Die Regierung der Kanarischen Inseln hat am Mittwoch im Regionalparlament die Verabschiedung des Gesetzes zur nachhaltigen Verwaltung von Touristenwohnungen beschlossen. Die Vereinigung der Ferienvermieter der Kanarischen Inseln (ASCAV) warnt, dass dieses Gesetz Ferienvermietungen von Tausenden Einzelbesitzern faktisch unmöglich machen wird, während es nur großen Immobilienbesitzern und Investmentfonds zugutekommt.
Worum es geht (TL;DR)
- Neues Gesetz zur Verwaltung von Touristenwohnungen bedroht Ferienvermietungen von Einzelbesitzern auf den Kanaren.
- ASCAV kritisiert fehlende Konsultation und praktisch unerfüllbare kommunale Vorschriften für klassifizierte Aktivitäten.
- Vereinigung warnt vor wirtschaftlichen Verlusten von über 2 Milliarden Euro jährlich bei Umsetzung.
Regulatorische Anforderungen als zentrale Herausforderung
ASCAV betonte am Montag, dass die größte Schwäche des Gesetzes in der praktisch unerfüllbaren Anforderung liegt, die kommunalen Vorschriften für klassifizierte Aktivitäten einzuhalten. Das Gesetz von 2011 enthielt keine Bestimmungen für Ferienvermietungen, die erst später im Dekret 113/2015 genehmigt wurden.

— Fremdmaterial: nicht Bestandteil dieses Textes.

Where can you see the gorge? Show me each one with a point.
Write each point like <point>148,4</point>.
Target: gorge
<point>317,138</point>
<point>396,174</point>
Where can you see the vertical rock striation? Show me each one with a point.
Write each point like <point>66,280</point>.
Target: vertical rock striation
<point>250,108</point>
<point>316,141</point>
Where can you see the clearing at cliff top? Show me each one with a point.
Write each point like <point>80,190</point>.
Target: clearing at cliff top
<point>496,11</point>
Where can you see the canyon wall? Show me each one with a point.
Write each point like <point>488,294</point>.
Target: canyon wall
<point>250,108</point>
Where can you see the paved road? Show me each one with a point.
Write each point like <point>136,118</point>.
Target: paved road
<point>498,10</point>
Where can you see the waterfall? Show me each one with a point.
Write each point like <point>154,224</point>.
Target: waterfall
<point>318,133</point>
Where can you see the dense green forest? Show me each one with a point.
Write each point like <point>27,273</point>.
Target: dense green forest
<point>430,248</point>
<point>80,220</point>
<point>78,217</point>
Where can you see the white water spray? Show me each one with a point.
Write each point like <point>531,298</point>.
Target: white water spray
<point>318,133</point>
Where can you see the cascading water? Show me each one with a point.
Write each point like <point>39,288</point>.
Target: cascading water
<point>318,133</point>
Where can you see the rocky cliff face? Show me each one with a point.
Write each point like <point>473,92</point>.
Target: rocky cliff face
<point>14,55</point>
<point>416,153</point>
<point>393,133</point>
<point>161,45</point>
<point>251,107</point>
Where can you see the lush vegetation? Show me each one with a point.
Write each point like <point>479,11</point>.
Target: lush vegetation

Kritik an fehlender Konsultation der Branche
Die Vereinigung kritisiert die Regionalregierung, die von den Parteien CC und PP unterstützt wird, dafür, dass sie ohne Konsultation der wichtigsten Interessengruppen vorgeht. Dazu gehören die Hauptvertretung der Branche, Wirtschaftsführer aus der Provinz Santa Cruz de Tenerife, Branchenprofis, Oppositionsparteien und kanarische Familien, die in der Ferienvermietung tätig sind.

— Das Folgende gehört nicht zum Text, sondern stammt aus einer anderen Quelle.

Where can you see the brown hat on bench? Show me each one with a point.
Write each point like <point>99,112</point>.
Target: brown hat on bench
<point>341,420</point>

Widersprüchliche Positionen der Regierung
ASCAV weist darauf hin, dass die Regionalregierung Ferienvermietungen auf den Kanaren verteufelt, während sie kürzlich gemeinsam mit dreizehn anderen autonomen Gemeinschaften die Erklärung von Sevilla unterzeichnete. Diese erkennt an, dass die Wohnkrise ein strukturelles Problem ist, das nicht mit dem Tourismus zusammenhängt, und würdigt die positive Rolle von Ferienvermietungen bei der Belebung städtischer Zentren.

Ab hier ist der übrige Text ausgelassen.